Der Aston Martin DB12 Preis beginnt in Deutschland bei 236.000 Euro netto. Damit positioniert sich der britische Gran Turismo klar im oberen Segment der Luxus Sportwagen. Wer allerdings glaubt, mit diesem Betrag sei alles erledigt, irrt gewaltig. Die Konfigurationsmöglichkeiten bei Aston Martin sind berüchtigt umfangreich, und schnell klettert die Rechnung in Richtung 300.000 Euro oder darüber.
Stand: May 2026
Als Nachfolger des legendären DB11 trägt der DB12 eine grosse Verantwortung. Aston Martin selbst nennt ihn den „weltweit ersten Super Tourer“, eine Bezeichnung, die den Anspruch deutlich macht. Mehr Leistung, modernere Technik, schärferes Design. Ob diese Attribute den Aufpreis gegenüber dem Vorgänger rechtfertigen? Diese Frage beschäftigt potentielle Käufer weltweit. Auf luxury-motors.ch haben wir bereits zahlreiche Anfragen zu diesem Thema erhalten.

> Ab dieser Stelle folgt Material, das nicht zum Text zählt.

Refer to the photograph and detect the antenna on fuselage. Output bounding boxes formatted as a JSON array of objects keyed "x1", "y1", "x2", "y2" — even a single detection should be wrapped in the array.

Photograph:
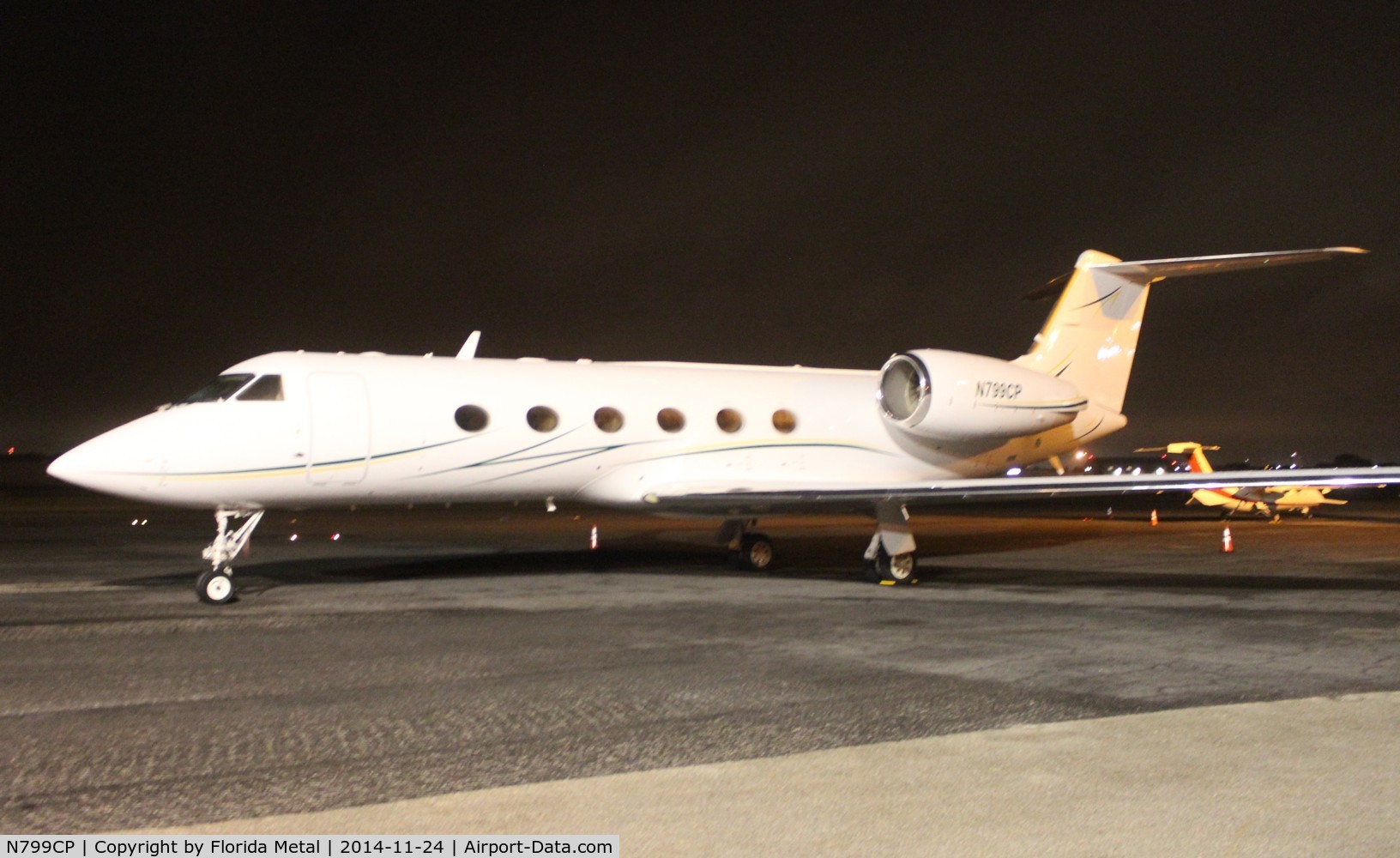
[{"x1": 456, "y1": 330, "x2": 481, "y2": 361}]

Was kostet der Aston Martin DB12 in Deutschland und wie setzt sich der Aston Martin DB12 Preis zusammen?
Der offizielle Aston Martin DB12 Preis für den deutschen Markt liegt bei 236.000 Euro netto, was brutto etwa 280.840 Euro entspricht. Dieser Grundpreis beinhaltet bereits eine solide Serienausstattung mit dem 4.0 Liter V8 Biturbo Motor, 680 PS Leistung und dem 8 Gang Automatikgetriebe von ZF. Klimaanlage, Ledersitze und das Infotainmentsystem sind ebenfalls Standard.

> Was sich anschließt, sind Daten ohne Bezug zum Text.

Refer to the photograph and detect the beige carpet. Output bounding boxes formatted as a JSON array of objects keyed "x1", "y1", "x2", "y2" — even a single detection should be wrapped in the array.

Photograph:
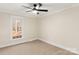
[{"x1": 0, "y1": 40, "x2": 75, "y2": 55}]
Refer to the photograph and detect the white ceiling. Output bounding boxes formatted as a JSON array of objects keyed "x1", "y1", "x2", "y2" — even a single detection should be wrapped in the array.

Laut offiziellen Angaben von Aston Martin Lagonda (Geschäftsbericht 2024) wurden im ersten Verkaufsjahr des DB12 weltweit 4.827 Einheiten ausgeliefert. Das entspricht einer Steigerung von 23 Prozent gegenüber dem letzten vollen Verkaufsjahr des DB11. Die Nachfrage ist also vorhanden, trotz des gehobenen Preisniveaus.
Die Preisgestaltung bei Aston Martin folgt einem klaren Muster. Der Basispreis ist nur die Eintrittskarte. Die wahre Kunst liegt in der Individualisierung. Und hier beginnt die Geschichte erst richtig interessant zu werden. Wer schon einmal den Konfigurator auf der Aston Martin Website bedient hat, kennt das Gefühl. Jeder Klick kostet Geld. Viel Geld.

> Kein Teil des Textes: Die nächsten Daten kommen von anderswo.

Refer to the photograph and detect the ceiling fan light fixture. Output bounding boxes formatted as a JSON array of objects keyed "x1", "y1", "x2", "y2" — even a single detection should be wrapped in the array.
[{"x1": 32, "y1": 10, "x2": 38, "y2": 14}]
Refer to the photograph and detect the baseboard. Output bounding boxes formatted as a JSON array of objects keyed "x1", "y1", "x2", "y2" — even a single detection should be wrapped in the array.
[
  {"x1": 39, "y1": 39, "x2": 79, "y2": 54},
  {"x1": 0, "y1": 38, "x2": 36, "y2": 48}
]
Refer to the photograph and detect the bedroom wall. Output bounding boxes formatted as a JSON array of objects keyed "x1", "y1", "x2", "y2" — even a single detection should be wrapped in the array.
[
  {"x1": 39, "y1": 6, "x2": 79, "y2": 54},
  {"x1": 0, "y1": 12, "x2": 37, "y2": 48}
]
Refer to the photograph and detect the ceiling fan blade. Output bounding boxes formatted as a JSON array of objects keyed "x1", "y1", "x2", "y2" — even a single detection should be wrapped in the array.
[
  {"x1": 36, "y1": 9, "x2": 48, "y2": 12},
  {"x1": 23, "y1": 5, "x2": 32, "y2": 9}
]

Ein Beispiel: Die Sport Plus Sitze kosten 5.200 Euro Aufpreis. Das Carbon Interieur Paket schlägt mit 9.800 Euro zu Buche. Der Keramik Bremsensatz kostet zusätzliche 12.500 Euro. Und wer sein Auto in einer Sonderlackierung haben möchte, sollte mindestens 8.000 Euro einplanen. Bei exklusiven Q by Aston Martin Farben kann dieser Betrag auch mal 25.000 Euro erreichen.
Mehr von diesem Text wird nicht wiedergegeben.